Professionals Know Where and When to Seek Advice
If I told Picasso to knock it off with all the blue for crying out loud, he would (and should) ignore me. If I told my fire-fighter friend, Pete, that during his next fire, he might consider aiming the hose a little more to the left, he’d ignore me. Likewise, we writers need to develop our gut-trusting muscles to humbly, thoughtfully determine who has good advice and who does not.
I have made a list and titled it People Whose Opinions Matter. It looks like this:
- My husband and children
- My writing partners
Nowhere on that list is Unnecessarily-Unkind Editor or Nasty Amazon Reviewer Who Doesn’t Know the There/Their/They’re rule. No one on your list should ever write you a rejection letter or give you a one-star Goodreads rating because he didn’t like the name of your protagonist. Your list should include those who are encouraging but honest, those who will love and tough-love you unconditionally.
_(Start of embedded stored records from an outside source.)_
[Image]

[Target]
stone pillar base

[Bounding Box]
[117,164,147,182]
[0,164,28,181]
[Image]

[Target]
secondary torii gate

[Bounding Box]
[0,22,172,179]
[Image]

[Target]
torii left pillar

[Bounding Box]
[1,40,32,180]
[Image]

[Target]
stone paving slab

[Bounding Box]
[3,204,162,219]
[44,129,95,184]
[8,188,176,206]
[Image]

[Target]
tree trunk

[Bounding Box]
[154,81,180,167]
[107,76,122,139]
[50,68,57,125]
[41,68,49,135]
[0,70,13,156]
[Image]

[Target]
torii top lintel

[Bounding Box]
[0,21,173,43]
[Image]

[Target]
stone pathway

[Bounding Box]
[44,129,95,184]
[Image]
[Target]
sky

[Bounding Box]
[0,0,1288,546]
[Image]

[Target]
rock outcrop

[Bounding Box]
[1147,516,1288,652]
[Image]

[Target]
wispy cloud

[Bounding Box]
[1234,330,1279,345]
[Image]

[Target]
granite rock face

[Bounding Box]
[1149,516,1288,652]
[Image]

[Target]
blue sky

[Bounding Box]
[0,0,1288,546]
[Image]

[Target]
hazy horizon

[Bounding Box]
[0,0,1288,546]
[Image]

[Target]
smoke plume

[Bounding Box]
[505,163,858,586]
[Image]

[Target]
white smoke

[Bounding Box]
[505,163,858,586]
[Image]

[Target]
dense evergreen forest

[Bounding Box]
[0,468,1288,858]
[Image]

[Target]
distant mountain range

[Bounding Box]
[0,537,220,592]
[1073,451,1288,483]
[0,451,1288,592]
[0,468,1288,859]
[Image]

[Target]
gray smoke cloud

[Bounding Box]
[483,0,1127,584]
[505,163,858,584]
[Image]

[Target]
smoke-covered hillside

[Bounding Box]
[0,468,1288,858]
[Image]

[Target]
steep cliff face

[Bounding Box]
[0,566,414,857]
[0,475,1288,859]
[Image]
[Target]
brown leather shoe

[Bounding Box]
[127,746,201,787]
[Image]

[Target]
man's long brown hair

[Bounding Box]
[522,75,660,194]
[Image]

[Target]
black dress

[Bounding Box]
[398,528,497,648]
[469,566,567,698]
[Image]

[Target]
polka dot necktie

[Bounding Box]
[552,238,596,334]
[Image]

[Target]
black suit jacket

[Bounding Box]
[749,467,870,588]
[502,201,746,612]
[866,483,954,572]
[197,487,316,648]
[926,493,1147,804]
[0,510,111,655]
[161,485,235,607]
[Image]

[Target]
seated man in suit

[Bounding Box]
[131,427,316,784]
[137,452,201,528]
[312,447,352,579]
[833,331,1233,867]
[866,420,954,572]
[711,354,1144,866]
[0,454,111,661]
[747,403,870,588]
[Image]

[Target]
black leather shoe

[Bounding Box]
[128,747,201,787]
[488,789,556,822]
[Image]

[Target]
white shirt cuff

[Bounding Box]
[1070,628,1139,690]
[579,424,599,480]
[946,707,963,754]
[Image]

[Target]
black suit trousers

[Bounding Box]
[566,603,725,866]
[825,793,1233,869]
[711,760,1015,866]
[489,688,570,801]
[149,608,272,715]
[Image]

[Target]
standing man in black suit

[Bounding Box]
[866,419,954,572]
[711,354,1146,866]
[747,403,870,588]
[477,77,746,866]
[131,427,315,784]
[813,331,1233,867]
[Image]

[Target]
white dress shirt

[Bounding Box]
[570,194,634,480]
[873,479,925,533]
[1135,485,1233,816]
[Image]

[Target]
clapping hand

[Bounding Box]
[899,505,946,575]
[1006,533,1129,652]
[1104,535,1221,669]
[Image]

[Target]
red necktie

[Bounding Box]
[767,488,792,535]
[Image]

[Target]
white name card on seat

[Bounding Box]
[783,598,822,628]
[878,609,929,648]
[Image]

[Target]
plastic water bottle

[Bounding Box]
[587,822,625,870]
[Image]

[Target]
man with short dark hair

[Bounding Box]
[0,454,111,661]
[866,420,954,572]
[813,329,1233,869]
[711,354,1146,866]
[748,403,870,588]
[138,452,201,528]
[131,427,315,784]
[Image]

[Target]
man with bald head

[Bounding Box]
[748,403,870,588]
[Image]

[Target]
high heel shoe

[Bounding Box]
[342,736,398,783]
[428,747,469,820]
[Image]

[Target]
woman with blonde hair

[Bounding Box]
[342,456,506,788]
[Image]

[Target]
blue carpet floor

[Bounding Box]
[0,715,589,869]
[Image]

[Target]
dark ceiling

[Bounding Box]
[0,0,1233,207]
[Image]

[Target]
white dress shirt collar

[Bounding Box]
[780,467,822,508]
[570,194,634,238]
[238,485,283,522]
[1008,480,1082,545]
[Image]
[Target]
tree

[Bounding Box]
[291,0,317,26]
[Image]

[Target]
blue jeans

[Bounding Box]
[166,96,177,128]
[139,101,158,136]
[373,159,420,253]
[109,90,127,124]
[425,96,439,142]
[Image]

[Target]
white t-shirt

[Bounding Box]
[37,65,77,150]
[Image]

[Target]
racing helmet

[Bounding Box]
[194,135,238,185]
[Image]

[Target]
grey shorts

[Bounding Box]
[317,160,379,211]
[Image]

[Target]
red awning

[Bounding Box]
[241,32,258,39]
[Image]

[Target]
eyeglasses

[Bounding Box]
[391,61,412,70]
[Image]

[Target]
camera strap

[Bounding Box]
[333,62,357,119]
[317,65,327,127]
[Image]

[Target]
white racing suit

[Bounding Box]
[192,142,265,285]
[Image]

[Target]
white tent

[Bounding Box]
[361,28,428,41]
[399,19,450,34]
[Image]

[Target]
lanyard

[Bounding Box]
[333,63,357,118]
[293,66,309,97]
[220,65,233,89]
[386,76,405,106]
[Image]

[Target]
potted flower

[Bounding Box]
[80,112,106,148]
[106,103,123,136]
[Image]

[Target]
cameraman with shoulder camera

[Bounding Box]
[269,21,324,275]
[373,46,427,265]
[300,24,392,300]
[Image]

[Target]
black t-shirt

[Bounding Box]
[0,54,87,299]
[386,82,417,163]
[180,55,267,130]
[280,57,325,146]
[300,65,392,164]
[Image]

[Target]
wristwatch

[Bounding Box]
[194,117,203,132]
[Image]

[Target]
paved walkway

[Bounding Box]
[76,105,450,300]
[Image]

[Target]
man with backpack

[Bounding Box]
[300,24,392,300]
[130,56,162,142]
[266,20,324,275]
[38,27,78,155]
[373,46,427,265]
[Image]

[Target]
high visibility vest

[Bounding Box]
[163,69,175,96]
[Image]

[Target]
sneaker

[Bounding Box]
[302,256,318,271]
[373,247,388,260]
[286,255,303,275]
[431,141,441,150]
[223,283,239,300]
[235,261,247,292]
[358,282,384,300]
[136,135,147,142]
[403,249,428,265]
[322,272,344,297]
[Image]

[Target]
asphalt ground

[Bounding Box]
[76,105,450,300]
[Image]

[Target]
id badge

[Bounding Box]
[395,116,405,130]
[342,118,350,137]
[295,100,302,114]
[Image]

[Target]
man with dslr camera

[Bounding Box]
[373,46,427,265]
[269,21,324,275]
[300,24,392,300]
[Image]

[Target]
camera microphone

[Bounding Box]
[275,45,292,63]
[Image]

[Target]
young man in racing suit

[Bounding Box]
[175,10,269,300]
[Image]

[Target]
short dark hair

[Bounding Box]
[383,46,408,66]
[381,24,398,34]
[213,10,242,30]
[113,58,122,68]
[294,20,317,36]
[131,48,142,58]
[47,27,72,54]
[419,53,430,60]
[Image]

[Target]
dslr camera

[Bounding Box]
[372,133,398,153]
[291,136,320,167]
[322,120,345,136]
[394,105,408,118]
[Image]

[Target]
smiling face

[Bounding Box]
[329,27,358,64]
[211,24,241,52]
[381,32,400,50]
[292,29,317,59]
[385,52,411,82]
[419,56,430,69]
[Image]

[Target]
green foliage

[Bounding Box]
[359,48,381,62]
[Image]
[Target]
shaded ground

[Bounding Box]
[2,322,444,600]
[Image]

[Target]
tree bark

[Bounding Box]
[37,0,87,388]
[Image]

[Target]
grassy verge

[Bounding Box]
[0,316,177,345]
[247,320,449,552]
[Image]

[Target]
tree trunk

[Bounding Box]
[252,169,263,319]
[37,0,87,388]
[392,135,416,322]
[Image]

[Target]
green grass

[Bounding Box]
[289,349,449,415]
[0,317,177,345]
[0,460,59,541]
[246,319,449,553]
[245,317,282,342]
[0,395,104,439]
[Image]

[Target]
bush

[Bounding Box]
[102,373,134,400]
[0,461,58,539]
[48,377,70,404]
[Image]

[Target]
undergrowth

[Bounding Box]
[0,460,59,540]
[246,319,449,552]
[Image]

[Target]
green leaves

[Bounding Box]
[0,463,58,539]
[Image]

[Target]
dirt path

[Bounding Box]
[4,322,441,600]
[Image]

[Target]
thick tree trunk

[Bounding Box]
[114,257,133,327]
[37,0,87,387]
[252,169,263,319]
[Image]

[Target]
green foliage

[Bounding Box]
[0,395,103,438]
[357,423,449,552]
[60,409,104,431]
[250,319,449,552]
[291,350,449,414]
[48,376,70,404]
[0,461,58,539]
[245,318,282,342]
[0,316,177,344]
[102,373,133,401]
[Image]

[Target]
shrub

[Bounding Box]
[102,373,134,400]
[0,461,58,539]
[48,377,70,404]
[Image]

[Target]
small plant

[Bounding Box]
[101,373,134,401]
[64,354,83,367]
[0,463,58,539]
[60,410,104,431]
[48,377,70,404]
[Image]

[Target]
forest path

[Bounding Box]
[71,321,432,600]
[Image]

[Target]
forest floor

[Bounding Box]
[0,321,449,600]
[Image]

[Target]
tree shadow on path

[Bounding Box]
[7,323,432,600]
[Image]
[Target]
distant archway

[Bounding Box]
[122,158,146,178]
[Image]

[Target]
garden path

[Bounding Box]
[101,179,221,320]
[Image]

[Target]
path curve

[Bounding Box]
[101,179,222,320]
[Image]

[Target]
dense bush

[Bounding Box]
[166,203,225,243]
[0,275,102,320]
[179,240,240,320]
I had an agent offer representation for my first book if I changed X, Y and Z. Also A through W. It is difficult not to take an agent’s advice as gospel, equally difficult not to be wooed by an agent’s interest. His advice may have been great, or it may have been the opposite. But I knew with certainty that had I written his book, it would not have been my book.
That said, true professionals are humble enough to seek advice, help and encouragement. We must lean in to the camaraderie and wisdom of WU’ers. We should find a mentor or critique partner who is encouraging and committed to our growth. If we need help with the business of writing–an area where many of us lack passion and interest, we should seek out WU’s Dan Blank or Jane Friedman. As entrepreneurs, we need to commit ourselves to understanding how to build our platform and increase our online presence even when terms like platform and online presence, make us queasy. If I want my start-up company to soar, I need to pop a Dramamine and get to the work of learning the biz.
Professionals Properly Value Their Time and Skill
A few weeks back I was chatting with another writer who was generously editing an acquaintance’s novel. “I feel like I should be getting paid,” he said. “It’s taking up a lot of my time.”
I got a little bossy. “You’re dang right you should get paid.” I directed him to this website created by the Editorial Freelancer’s Association. “You have a skill. That skill warrants fair payment. Don’t you dare charge anything below the going rate.”
Right or wrong, we esteem certain professions because of their high salaries and billable hourly rates. When we writers agree to work for piddly fees, we are suggesting our time and skill aren’t valuable. Plus, too much pro bono work means our stories are no gono get written.
Should Professionals Ditch Their Pajamas?
Not at all. Being a writer is hardly glamorous and rarely lucrative; we should take advantage of the perks of being writers. I love the bosslessness of being a freelance editor, tutor and writer. I love working in my jammies. My husband doesn’t love me working in my jammies because they are an odd and unattractive assortment of fashion genres spanning two decades.
If, however, we want to have the perk of some income, we need to be savvy about when it’s OK to wear pajamas to the office versus when we need to don a mental (or literal) business suit, sticky-roller the cat hair off our laps, and build ourselves a platform, an online presence, and a million-person gaggle of readers that’s eager to buy our product.
I’m curious: Do you chafe at the suggestion that your writing is a product? How have you assumed the role of a pro fiction writer even before you earn money? What has been your greatest challenge in going pro? Anyone up for a weird pajamas contest? Thanks, friends, for sharing.